The question this case will be deciding is whether the state violates Religion Clauses or the Equal Protection Clause by prohibiting students participating in an otherwise generally available student-aid program from choosing to use their aid to attend schools that provide religious instruction.
Oral arguments for the Carson v. Makin case will be this October.
For further reading:
Lastly, it’s important to note that the Supreme Court refused to grant cert to Arlene’s Flowers.
In 2013, Barronelle Stutzman, the owner of Arlene’s Flowers in Richland, Washington, made news for refusing to provide flowers for a same-sex marriage. While she never refused to provide flowers for her LGBT customers, Stutzman’s conscience would not allow her to use her artistic gifts in a way that would celebrate something that she believed was wrong.

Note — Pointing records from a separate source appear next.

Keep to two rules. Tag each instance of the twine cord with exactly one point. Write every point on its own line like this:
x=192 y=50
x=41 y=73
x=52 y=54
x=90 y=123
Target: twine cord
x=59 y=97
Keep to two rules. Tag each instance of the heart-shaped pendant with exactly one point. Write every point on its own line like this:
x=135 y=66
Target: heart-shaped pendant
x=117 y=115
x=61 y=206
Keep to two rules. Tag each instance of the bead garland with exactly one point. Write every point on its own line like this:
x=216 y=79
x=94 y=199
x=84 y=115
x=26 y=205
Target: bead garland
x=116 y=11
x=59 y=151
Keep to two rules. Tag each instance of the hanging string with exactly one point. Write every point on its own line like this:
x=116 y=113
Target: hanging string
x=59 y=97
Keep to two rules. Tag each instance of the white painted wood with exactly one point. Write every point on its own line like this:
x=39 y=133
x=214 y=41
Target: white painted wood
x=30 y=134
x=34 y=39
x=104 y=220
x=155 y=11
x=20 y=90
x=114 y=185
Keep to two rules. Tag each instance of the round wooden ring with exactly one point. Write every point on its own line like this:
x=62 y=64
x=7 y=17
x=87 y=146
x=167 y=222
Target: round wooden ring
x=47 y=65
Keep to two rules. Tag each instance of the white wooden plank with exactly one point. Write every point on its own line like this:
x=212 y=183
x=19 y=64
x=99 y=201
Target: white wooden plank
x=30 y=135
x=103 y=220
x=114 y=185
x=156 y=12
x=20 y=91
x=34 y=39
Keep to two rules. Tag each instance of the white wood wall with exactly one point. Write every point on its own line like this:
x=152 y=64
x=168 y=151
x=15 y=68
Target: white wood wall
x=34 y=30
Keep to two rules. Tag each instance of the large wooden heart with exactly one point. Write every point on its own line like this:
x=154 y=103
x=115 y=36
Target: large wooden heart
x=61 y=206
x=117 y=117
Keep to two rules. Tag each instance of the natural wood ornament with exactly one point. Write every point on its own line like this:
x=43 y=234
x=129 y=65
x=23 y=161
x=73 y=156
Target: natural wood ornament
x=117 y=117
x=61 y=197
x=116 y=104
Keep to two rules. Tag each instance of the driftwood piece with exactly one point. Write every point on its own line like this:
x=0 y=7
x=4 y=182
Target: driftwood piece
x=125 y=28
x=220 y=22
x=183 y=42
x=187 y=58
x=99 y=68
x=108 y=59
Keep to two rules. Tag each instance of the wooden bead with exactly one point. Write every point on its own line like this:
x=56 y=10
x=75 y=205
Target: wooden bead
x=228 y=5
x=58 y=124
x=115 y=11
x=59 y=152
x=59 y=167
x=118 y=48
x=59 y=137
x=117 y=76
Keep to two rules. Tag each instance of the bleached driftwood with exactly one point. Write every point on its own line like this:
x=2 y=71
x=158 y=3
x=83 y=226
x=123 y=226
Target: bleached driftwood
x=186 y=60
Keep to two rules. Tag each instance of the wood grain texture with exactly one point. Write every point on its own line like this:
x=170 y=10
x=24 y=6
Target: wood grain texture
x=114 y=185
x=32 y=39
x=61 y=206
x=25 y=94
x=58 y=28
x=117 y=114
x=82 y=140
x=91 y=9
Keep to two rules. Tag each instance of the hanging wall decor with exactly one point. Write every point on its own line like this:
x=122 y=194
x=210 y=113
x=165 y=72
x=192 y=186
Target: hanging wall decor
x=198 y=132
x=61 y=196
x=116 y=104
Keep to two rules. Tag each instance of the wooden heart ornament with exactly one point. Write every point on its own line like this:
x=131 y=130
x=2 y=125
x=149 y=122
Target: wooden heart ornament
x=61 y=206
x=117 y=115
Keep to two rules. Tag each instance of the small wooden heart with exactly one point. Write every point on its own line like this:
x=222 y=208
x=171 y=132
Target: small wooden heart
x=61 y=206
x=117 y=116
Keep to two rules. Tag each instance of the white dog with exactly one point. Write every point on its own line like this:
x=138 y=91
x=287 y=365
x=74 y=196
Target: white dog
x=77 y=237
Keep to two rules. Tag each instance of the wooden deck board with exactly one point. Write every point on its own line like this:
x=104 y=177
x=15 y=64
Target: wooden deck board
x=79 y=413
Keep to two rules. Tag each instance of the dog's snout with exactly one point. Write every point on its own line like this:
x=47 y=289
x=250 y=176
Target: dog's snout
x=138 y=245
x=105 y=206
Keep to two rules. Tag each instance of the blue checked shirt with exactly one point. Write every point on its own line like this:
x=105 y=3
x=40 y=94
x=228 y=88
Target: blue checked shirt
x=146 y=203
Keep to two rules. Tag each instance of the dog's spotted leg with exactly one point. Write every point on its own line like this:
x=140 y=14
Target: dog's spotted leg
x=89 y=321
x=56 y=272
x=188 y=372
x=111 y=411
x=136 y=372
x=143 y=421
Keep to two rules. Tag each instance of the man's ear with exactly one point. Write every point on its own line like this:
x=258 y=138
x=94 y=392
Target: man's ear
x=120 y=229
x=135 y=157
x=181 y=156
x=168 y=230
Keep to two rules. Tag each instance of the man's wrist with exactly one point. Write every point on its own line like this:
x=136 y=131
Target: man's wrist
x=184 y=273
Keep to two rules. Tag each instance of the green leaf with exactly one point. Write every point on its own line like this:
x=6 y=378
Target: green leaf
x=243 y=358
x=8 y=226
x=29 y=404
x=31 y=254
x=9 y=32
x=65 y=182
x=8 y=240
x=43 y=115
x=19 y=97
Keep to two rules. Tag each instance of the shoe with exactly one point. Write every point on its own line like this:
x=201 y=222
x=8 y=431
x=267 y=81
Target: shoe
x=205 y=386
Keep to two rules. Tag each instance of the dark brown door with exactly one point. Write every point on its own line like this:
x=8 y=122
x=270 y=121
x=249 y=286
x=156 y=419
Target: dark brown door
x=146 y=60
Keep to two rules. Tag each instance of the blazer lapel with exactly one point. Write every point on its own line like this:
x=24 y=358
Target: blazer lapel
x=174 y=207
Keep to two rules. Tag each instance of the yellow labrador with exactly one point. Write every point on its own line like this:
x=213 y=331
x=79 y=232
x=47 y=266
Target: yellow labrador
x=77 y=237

Forcing Stutzman to make flowers for the celebration of a same-sex marriage is, in essence, a form of compelled speech, which violates her freedom of speech and religion. Her case has been circulating in the courts for years. Here is a helpful timeline from Alliance Defending Freedom, the organization representing Barronelle,
“In July 2017, ADF petitioned the U.S. Supreme Court to take up Barronelle’s case. In June 2018, the Court sent the case back to the Washington Supreme Court, after vacating that court’s decision and instructing it to reconsider her lawsuit in light of the decision in Masterpiece Cakeshop v. Colorado Civil Rights Commission.
In June 2019, the Washington Supreme Court ruled against Barronelle a second time. ADF attorneys have once again asked the U.S. Supreme Court to take her case.”
It is extremely disheartening that the Supreme Court declined to grant cert to this important case.
For further reading:
What just happened with the Arlene’s Flowers court case?
While we’ve worked diligently and pray earnestly that the Supreme Court will make decisions that uphold life, religious liberty, and the freedom of conscience, we ultimately place our trust in God to fulfil his plans and use the work of the ERLC along the way. As the psalmist declares, “Some trust in chariots and some in horses, but we trust in the name of the LORD our God” (Psa. 20:7 NIV).